Cancers develop in complex tissue environments, which they depend upon for sustained growth, invasion and metastasis. The tumor microenvironment comprises innate and adaptive immune cells, fibroblasts, extracellular matrix, and blood and lymphatic vascular networks, which collectively have critical modulatory functions in tumor development and metastasis (Figure 1).
Our lab is interested in the critical influence that non-cancerous stromal cells can have on tumor progression and response to therapy. We investigate both positive and negative signals provided by the normal tissue stroma to the cancer cells, and how normal cells can be modified by the cancer cells to produce a variety of factors that enhance tumor malignancy. One of the critical regulatory cell types in the microenvironment are tumor-associated macrophages (TAMs), which have a potent ability to promote tumor progression.
We have concentrated on two main areas: unraveling the reciprocal communication between TAMs and cancer cells in the tumor microenvironment, and investigating the mechanisms by which TAM-derived proteases promote tumor development and impair therapeutic response (Figure 2). We have investigated several distinct tumor microenvironments, including pancreatic and breast cancers, gliomas and brain metastases, cognizant of important differences between organ sites in the body.

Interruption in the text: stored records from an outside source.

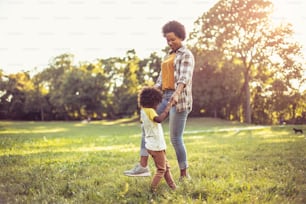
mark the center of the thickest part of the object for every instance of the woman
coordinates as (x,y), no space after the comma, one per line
(175,80)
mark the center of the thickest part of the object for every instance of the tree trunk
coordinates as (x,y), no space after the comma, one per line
(247,108)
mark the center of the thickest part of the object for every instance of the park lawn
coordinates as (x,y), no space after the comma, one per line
(74,162)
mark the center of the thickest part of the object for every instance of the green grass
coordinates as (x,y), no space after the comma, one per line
(73,162)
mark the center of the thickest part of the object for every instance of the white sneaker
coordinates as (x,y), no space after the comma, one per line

A major current focus of the lab is to understand the mechanisms by which stromal cells regulate the later stages of tumor progression, namely invasion and metastasis. Moreover, emerging evidence indicates that stromal cells are mobilized and activated following anti-cancer therapy, and apparently contribute to a lack of response/ resistance to treatment. Tumors that recover from harsh cytotoxic assaults must engage programs of matrix remodeling, neo-angiogenesis, and cell repopulation, all processes that typically involve stromal cells. Our lab is identifying the mechanisms underlying the contribution of the stromal microenvironment to therapeutic resistance, an important area of research that remains largely unexplored (Figure 3). We employ a range of complementary approaches to address these questions including mouse models of cancer, 3D co-culture systems, and analysis of patient samples in collaboration with our clinical colleagues. Our ultimate goal is to apply this knowledge to the clinic and develop targeted therapies that disrupt essential tumor-stromal interactions.